Bear in mind that the options really need to have the exact same
semantics across multiple languages if we're saying "these are the
options and this is what they do irrespective of the language you're
using". If we have identically named options that are merely rather
similar it's worse than just having ad hoc options - it'd be actively
misleading as opposed to passively confusing :)
>> And who benefits if we force all these different languages to use the
>> same function signatures? The majority of developers don't language-
>> hop all that often so the benefit of having a clear, well designed
>> interface that's native to whatever language they're using greatly
>> outweighs any benefit that accrues from being able to call functions
>> the same way in different languages.
> The purpose being that the entire "functionality/language matrix" can
> be covered. Say someone writes a Perl module to parse GPX, but there
> wasn't a Python one yet. Seems best to say: I'll use the Perl
> "interface" (remember, abstractly) and write it in Python. I can look
> at the GPX reference that the Perl module points to.

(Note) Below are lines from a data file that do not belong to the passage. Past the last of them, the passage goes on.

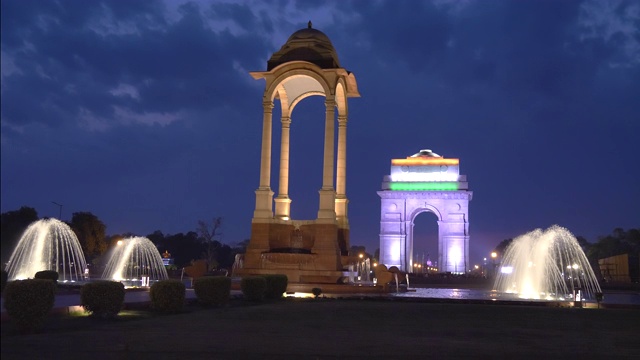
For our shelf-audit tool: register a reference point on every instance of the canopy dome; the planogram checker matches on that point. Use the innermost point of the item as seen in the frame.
(306, 45)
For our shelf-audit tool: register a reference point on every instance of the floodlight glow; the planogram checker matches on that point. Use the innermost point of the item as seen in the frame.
(506, 269)
(423, 186)
(425, 161)
(434, 176)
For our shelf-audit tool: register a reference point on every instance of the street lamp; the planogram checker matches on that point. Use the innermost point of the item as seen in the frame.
(60, 212)
(494, 255)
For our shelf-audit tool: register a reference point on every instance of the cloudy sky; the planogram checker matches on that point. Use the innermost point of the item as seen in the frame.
(143, 112)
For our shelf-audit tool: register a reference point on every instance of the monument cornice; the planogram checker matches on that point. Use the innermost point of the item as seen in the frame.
(462, 195)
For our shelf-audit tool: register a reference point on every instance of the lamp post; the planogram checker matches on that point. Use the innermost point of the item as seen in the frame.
(60, 210)
(494, 255)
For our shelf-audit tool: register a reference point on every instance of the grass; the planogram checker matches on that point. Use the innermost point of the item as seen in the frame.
(347, 328)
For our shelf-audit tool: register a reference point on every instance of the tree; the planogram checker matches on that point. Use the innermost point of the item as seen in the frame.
(502, 246)
(13, 224)
(91, 233)
(209, 233)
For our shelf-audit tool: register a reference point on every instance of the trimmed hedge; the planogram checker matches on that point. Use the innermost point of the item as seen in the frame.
(167, 296)
(212, 290)
(253, 287)
(276, 285)
(28, 302)
(102, 298)
(47, 274)
(316, 292)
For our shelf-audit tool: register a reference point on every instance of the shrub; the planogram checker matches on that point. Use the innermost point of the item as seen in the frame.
(28, 302)
(212, 290)
(102, 298)
(316, 292)
(5, 277)
(167, 296)
(47, 274)
(253, 287)
(276, 286)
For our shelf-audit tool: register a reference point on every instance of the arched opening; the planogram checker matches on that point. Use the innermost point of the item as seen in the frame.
(425, 242)
(306, 157)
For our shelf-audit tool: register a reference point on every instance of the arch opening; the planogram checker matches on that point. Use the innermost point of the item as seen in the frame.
(425, 242)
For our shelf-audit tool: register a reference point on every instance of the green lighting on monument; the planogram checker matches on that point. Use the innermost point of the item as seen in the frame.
(423, 186)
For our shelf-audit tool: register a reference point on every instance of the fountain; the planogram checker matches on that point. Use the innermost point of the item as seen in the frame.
(135, 260)
(47, 244)
(548, 265)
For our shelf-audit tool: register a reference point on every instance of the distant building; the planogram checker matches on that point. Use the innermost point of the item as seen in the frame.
(624, 268)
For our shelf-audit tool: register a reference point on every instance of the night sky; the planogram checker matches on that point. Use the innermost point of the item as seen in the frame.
(144, 113)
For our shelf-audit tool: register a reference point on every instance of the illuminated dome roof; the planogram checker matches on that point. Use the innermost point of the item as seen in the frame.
(306, 45)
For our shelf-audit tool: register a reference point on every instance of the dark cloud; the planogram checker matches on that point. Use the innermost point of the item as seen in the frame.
(70, 65)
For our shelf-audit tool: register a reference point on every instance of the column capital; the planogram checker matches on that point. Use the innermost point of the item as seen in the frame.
(267, 105)
(330, 103)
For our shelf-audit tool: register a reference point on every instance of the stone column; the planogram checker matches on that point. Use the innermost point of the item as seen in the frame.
(327, 193)
(283, 203)
(341, 171)
(264, 195)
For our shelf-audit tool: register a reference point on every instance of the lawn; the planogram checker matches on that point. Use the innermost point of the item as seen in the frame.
(338, 328)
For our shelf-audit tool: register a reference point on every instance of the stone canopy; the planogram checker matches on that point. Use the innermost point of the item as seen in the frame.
(306, 45)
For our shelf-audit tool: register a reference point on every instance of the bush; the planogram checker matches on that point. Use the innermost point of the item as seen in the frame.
(167, 296)
(212, 290)
(102, 298)
(5, 277)
(276, 286)
(28, 302)
(253, 287)
(316, 292)
(47, 274)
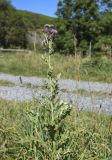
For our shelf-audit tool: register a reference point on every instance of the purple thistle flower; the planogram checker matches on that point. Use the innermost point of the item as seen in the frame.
(53, 33)
(48, 26)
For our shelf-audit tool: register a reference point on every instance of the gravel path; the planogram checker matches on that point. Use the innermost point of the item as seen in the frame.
(67, 87)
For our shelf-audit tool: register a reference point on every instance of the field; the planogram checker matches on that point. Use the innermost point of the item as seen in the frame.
(87, 136)
(89, 69)
(52, 129)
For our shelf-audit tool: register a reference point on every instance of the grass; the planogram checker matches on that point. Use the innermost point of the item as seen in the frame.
(89, 69)
(94, 93)
(6, 83)
(90, 133)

But presumably there are precedents for file parsers in Python
culture just as there are in Perl culture - isn't a Python developer
more likely to expect the GPX parser to work a bit like the Python
XML parser or the Python HTML parser than the Perl GPX parser? He/she
presumably has no knowledge of Perl.
> I can also use the same "tests" that the perl module verified itself
> against. I want to pass the same GPX file & options through my Python
> module and see that I get the same results and feel more confident
> that I can trust my module.
OK - I see a glimmer here :)
But I also see the spectre of modules with complex interfaces and
many options just so they can be the same as another module in
another language. I'm struggling to see modules that have
sufficiently complex interfaces that there's benefit in standardising
across multiple languages as a good thing.

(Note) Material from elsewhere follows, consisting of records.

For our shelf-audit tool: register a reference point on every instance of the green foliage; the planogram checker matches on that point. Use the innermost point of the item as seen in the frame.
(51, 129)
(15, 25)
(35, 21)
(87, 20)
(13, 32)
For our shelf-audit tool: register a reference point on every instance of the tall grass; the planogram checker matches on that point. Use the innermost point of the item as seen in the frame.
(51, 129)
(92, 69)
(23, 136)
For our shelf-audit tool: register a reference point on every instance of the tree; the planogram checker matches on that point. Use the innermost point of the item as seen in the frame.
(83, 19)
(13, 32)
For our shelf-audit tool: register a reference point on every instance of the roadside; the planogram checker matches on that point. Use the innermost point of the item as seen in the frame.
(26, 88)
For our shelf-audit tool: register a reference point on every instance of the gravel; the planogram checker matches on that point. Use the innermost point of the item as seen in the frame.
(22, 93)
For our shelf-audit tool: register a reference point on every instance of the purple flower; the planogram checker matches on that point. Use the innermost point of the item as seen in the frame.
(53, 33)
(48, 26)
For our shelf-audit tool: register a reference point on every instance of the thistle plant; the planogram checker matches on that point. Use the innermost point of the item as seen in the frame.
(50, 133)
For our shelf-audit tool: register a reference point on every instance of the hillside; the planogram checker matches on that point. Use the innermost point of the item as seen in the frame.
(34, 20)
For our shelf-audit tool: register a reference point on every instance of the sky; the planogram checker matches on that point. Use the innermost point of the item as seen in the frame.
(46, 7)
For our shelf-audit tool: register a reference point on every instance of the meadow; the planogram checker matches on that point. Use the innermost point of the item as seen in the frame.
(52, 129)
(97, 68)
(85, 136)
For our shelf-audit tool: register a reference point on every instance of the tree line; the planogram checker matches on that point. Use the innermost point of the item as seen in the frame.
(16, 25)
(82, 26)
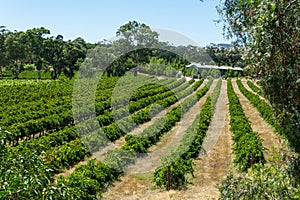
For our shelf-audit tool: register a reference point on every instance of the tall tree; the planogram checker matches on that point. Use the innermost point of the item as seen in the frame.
(270, 29)
(16, 51)
(3, 54)
(35, 38)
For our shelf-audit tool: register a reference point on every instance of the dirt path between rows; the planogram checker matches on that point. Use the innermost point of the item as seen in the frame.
(209, 171)
(266, 132)
(244, 82)
(142, 127)
(100, 155)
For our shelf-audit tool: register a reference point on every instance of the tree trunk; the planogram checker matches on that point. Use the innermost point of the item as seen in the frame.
(39, 74)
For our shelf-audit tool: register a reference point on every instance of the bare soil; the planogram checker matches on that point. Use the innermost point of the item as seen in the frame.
(100, 155)
(209, 170)
(271, 141)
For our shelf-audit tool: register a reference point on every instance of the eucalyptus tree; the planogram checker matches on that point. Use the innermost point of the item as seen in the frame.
(3, 53)
(16, 48)
(270, 29)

In practice a GPX parser probably just needs to be told what to
parse. If you need to, say, split tracks or synthesise missing
elements - or whatever - that should really be something you do to
the data after parsing.
I suppose in a nutshell what I'm saying is that having enough options
that they need to be standardised in the way you describe seems
antithetical to clean interface design.
>> > But maybe that is too specific across languages. At the very least
>> > defining general problem s/patterns, features, and referenced
>> > standards.
>> Examples please :)
> I would think picking up, say, "Mapping Hacks" and seeing that as a
> large set of useful patterns and desired behaviors. Also look at all
> the current Perl modules that you're gathering, as well as the
> Ruby/Python/*C* libraries that exist as the desired set of tools.

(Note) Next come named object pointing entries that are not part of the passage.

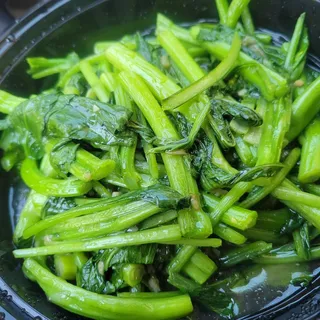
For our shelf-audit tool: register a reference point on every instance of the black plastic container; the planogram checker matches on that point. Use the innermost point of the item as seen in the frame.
(62, 26)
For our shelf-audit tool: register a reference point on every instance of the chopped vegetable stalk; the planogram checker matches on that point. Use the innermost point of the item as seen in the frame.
(235, 217)
(222, 7)
(247, 21)
(228, 234)
(304, 109)
(65, 266)
(36, 180)
(212, 78)
(301, 241)
(156, 235)
(309, 213)
(235, 10)
(309, 169)
(283, 193)
(270, 83)
(258, 193)
(228, 200)
(275, 126)
(93, 305)
(247, 252)
(95, 83)
(294, 43)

> Conglomerated, they help all the languages/projects see what users are
> trying to do and then pulling that together so it's a single-point of
> reference for my programming needs. :)
I can certainly see the benefit of the idea that was discussed
somewhere ^^^ up there of a matrix with languages across the top,
tasks down the side and links to the code that addresses the task for
each language at the intersections - that's a great idea not least
because it makes it easy to identify missing functionality for each
I remain less convinced about the advisability of trying to
standardise interfaces across multiple languages :)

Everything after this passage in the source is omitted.